This crazy and powerless time for all of us has provided so many great opportunities. I no longer have excuses for ignoring the ever growing list of to-do items in the house; I can write handwritten cards, text, or call people that I have lost touch with and wish I hadn’t; I can reach out to people I know are having a hard time adjusting to our “new norm.” Well, you get the idea.
The other side is seeing how this time is affecting my mood, spirit, and ultimate behavior. This past week I had two shining examples that I wasn’t doing quite as well as I thought I was. They were pointed out in both loving and not-so-loving ways. Neither felt good. The question I had to ask myself was what was I going to do with the information?

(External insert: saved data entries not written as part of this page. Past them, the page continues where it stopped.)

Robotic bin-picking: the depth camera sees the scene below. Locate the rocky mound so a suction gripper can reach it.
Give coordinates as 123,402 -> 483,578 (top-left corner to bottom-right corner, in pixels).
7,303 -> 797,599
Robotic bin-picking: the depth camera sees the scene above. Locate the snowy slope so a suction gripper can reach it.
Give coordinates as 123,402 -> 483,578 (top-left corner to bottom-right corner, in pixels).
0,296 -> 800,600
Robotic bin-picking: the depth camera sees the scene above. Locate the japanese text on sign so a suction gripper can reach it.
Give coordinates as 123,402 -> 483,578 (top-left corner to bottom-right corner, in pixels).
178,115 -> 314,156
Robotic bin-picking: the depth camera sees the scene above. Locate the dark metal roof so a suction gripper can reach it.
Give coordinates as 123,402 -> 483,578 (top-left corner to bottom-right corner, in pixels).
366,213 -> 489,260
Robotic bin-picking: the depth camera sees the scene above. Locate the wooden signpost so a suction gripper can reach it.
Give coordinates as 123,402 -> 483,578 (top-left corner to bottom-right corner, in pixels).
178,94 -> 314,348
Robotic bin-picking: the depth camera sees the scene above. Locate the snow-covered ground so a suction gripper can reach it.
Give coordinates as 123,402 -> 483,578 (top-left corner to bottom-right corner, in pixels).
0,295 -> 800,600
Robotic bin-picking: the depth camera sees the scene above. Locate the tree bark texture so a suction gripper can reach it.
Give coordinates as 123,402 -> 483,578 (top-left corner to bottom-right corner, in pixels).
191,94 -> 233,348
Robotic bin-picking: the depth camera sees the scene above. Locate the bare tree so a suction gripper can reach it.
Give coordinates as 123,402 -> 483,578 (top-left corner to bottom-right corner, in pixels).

The first situation had to do with my reaction to the way certain things were being handled in the weekly NA meeting I attend (aka home group). It is interesting that I truly believed I was coming from a place of love, and maybe on some level I was. However, when it is pointed out that my motives were based on ego and trying to get my way, the “place of love” stuff melts away. Thank goodness for those that love me enough – and those that don’t – to call me out.
Ego is an interesting thing. Mine will deny, justify, and make excuses for poor behavior. When I can move it out of the way just long enough to remove those filters, the possibility exists to see me through the eyes of others. It definitely didn’t feel good, but I now had a choice on how to move forward.
The second situation was work related. It was pointed out to me in a nice way, and when I wasn’t willing to hear it, a more assertive way, how my behavior was affecting others. After justifying it to no avail, it was time to sit down, get quiet, and look at it through someone else’s eyes. The results were identical in both scenarios. The problem was the same, and I was the constant.
YIKES! Now what? Well, gratefully I knew what to do thanks to previous similar experience in other areas. I went back to all the parties, made my apologies, and owned what I did, void of explanations, excuses, etc. I was taught a valuable lesson about “I’m sorry.” Any apology is hollow and meaningless without a change in behavior. Time will tell if my behavior truly changes.
With everything going on right now, I thought these lessons were the last thing I needed. In fact, the lessons have already helped me to stop and reconsider how I was going to approach another situation that arose. Gratefully I handled it much differently.
I wish everyone as peaceful a journey during our “new norm” as possible.